O Menino Dançarino, de Camila Scherma

domingo, 3 de julho de 2011


O MENINO

Os pés de milho balançavam ao ritmo do vento. Silêncio. Os passos do menino eram ouvidos já agora e o som deles ia aumentando e ficando mais próximos. Com os braços curtos e finos afastava as folhas e os olhos ávidos checavam ainda pela última vez se não havia ninguém por perto. Já entre os pés de milho, as folhas iam se fechando atrás do menino, que agora se preparava para o espetáculo. Uma espiga servia-lhe de microfone, a plateia era composta pelos pés de milho, únicos espectadores de espetáculos únicos. A voz do menino se soltava da garganta e ecoava o desejo de ser artista. Os braços se levantavam, os pés giravam, a cabeça para trás, para cima, para um lado, para outro. O corpo rodopiava, chacoalhava-se, corria entre as plantas-plateia no milharal. Cantava. Dançava. Interpretava. E no meio do espetáculo os sonhos se alimentavam daquela seiva de menino que não tem medo de se ver outro, como um homem das artes. Sonhava. No fim do espetáculo, os pezinhos descalços do menino iam pisando a terra satisfeitos do show que haviam ajudado a apresentar. As mãos agora já não seguravam a espiga-microfone para dar conta de afastar do rosto sonhador as folhas cortantes. O milharal agora ficava para trás, escondendo o palco que abrigava os momentos de cantor, ator e bailarino do menino. E o cotidiano pacato desse menino ia conhecendo minutos do extraordinário. Um extraordinário que rompia esse cotidiano ao mesmo tempo em que projetava um futuro para o protagonista dos espetáculos aos pés de milho.
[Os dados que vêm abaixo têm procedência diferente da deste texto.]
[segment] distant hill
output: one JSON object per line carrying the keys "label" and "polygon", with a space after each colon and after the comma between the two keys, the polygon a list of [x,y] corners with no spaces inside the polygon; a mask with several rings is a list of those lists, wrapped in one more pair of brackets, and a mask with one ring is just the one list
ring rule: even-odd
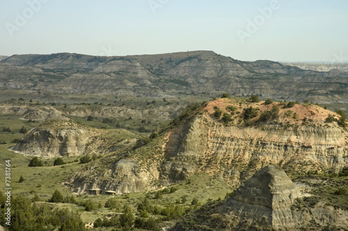
{"label": "distant hill", "polygon": [[141,192],[207,173],[236,187],[269,164],[295,177],[338,172],[348,161],[347,130],[325,122],[329,115],[336,121],[338,115],[315,104],[225,98],[191,113],[183,112],[159,137],[140,139],[132,150],[106,157],[107,166],[92,170],[97,162],[86,166],[72,175],[69,185],[79,193],[94,187],[102,193]]}
{"label": "distant hill", "polygon": [[348,65],[332,70],[319,65],[245,62],[207,51],[113,57],[15,55],[0,61],[0,89],[150,97],[228,93],[347,102]]}

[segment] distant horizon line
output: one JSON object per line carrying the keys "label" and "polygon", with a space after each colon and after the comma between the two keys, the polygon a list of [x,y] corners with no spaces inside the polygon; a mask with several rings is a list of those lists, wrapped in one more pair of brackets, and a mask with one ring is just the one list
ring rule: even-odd
{"label": "distant horizon line", "polygon": [[[166,52],[166,53],[159,53],[159,54],[127,54],[127,55],[115,55],[115,56],[101,56],[101,55],[93,55],[93,54],[81,54],[81,53],[76,53],[76,52],[57,52],[57,53],[50,53],[50,54],[14,54],[12,55],[1,55],[0,54],[0,57],[6,57],[9,58],[13,56],[24,56],[24,55],[52,55],[55,54],[81,54],[84,56],[97,56],[97,57],[122,57],[122,56],[155,56],[155,55],[163,55],[163,54],[175,54],[175,53],[189,53],[189,52],[197,52],[197,51],[211,51],[214,52],[218,55],[220,55],[218,53],[216,53],[214,51],[209,50],[194,50],[194,51],[174,51],[174,52]],[[269,59],[255,59],[255,60],[239,60],[235,58],[232,58],[229,56],[225,56],[226,57],[229,57],[233,59],[237,59],[242,61],[246,62],[255,62],[258,61],[270,61],[273,62],[278,62],[280,63],[313,63],[313,64],[348,64],[348,62],[331,62],[331,61],[275,61],[275,60],[269,60]]]}

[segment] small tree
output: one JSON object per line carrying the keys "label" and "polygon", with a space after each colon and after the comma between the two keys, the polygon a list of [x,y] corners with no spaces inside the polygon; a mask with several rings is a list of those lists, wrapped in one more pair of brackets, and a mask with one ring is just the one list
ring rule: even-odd
{"label": "small tree", "polygon": [[233,120],[233,119],[232,118],[231,115],[230,115],[228,113],[223,113],[223,116],[222,118],[223,118],[223,121],[225,121],[225,122],[228,122],[230,121]]}
{"label": "small tree", "polygon": [[295,106],[295,102],[290,101],[287,103],[287,107],[293,107],[294,106]]}
{"label": "small tree", "polygon": [[243,111],[244,111],[244,120],[251,120],[254,117],[258,116],[258,110],[259,109],[253,108],[251,106],[248,108],[244,109]]}
{"label": "small tree", "polygon": [[110,209],[118,209],[120,207],[120,203],[115,198],[109,198],[106,200],[104,207]]}
{"label": "small tree", "polygon": [[154,139],[155,138],[158,137],[158,133],[157,132],[152,132],[150,135],[150,139]]}
{"label": "small tree", "polygon": [[56,166],[58,165],[63,165],[63,164],[65,164],[65,162],[64,162],[64,161],[63,160],[63,159],[61,157],[58,157],[57,159],[56,159],[54,160],[54,162],[53,163],[53,165],[54,166]]}
{"label": "small tree", "polygon": [[221,115],[222,115],[222,111],[221,109],[220,109],[217,106],[215,106],[214,107],[214,110],[215,110],[215,113],[214,113],[214,115],[217,117],[217,118],[220,118],[221,117]]}
{"label": "small tree", "polygon": [[90,200],[87,200],[84,204],[86,211],[92,211],[94,209],[94,204]]}
{"label": "small tree", "polygon": [[127,205],[124,207],[125,212],[120,216],[120,221],[125,230],[129,230],[134,224],[134,215]]}
{"label": "small tree", "polygon": [[23,182],[24,181],[24,180],[25,180],[24,177],[23,177],[23,176],[21,175],[21,177],[19,177],[19,183]]}
{"label": "small tree", "polygon": [[54,193],[53,193],[52,197],[48,200],[48,202],[53,203],[62,203],[64,202],[64,197],[58,189],[56,189]]}
{"label": "small tree", "polygon": [[88,156],[88,155],[85,155],[85,156],[80,158],[80,164],[81,164],[89,163],[91,161],[92,161],[92,158],[90,157],[90,156]]}
{"label": "small tree", "polygon": [[10,128],[10,127],[3,127],[2,132],[12,132],[12,130]]}
{"label": "small tree", "polygon": [[28,132],[28,131],[26,130],[26,128],[25,128],[24,126],[22,126],[22,128],[19,129],[19,133],[22,133],[22,134],[26,134],[26,132]]}
{"label": "small tree", "polygon": [[29,164],[28,164],[28,166],[29,167],[41,167],[42,166],[42,161],[41,161],[38,157],[33,157],[33,159],[30,161]]}
{"label": "small tree", "polygon": [[267,99],[264,102],[264,104],[266,104],[266,105],[271,104],[273,104],[273,100],[271,99]]}
{"label": "small tree", "polygon": [[93,119],[94,118],[92,116],[88,116],[88,117],[87,117],[87,121],[92,121]]}
{"label": "small tree", "polygon": [[335,119],[333,115],[329,114],[326,118],[325,119],[325,122],[333,122],[336,119]]}
{"label": "small tree", "polygon": [[251,95],[249,98],[249,100],[251,102],[253,102],[255,103],[260,102],[259,97],[258,97],[258,95]]}
{"label": "small tree", "polygon": [[228,97],[230,97],[230,94],[228,93],[222,94],[221,98],[228,98]]}

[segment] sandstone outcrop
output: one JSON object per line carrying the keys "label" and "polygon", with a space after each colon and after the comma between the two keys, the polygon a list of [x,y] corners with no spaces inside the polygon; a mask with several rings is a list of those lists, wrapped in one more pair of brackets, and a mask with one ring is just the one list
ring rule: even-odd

O menino já não mora mais ao lado de sua mais fiel plateia. O milharal já não é mais vizinho nem espectador do menino. Mas a semente do artista ainda conserva em si a força para germinar e crescer no homem dos palcos e das artes. Os palcos agora têm cortinas vermelhas. Os microfones agora já não têm mais grãos amarelos e propagam a voz do menino a uma plateia diversa da dos tempos de miúdo. Os braços ainda se levantam e giram e balançam e alcançam sonhos cada vez mais concretos. A cabeça ainda sobe, desce, gira, pensa, sonha. Os olhos abrem suas cortinas e revelam o brilho que reflete a satisfação dos pés que agora pisam outros palcos, outras estradas, outras terras. A boca propaga um jeito de ver o mundo como muita gente não vê. Os ouvidos ouvem vozes como aquelas do filósofo russo que em tudo ouvia vozes. E o menino dança, rodopia, pula, corre, ri, olha e vê. A plateia aplaude, se levanta, aplaude, aplaude e vê. Vê o menino. O menino que ainda dança. Dança com a vida. O extraordinário agora não rompe só com o cotidiano do menino em seu palco secreto. O extraordinário agora vai aparecendo no cotidiano daquela plateia que participa dos sonhos do menino. Co cotidiano e o extraordinário. Um extraordinário cotidiano de lutas, de batalhas, de trabalho, de derrotas. Um extraordinário cotidiano de busca por forças que sejam capazes de constituir o menino.

Bem longe desses novos palcos, nessas terras distantes e diversas, o milharal repousa no silêncio. Sem som, sem dança, sem os sonhos. Mas o primeiro palco do menino continua lá. A plateia do menino continua lá, em pé. Pronta para os aplausos. Mas... e o menino? O menino? ... Eis o nosso menino: é homem já. E não é que ele voltou doutor?



Sobre a autora: Camila Caracelli Scherma. É doutoranda em Linguística pela UFSCar - Linguagem e Discurso. Professora de Ensino Fundamental na Cidade de Leme/SP.

Sobre o Menino: O crônica poética acima é sobre Hélio Márcio Pajeú, também doutorando pelo programa da UFSCar. Pernambucano. Ator. Dançarino. Que quando pequeno ao sair do sertão prometeu ao pai voltar doutor para casa. E sabemos de perto que os passos que anda dando é de disciplina, mas promotores de leveza e sorrisos aos que com ele convivem.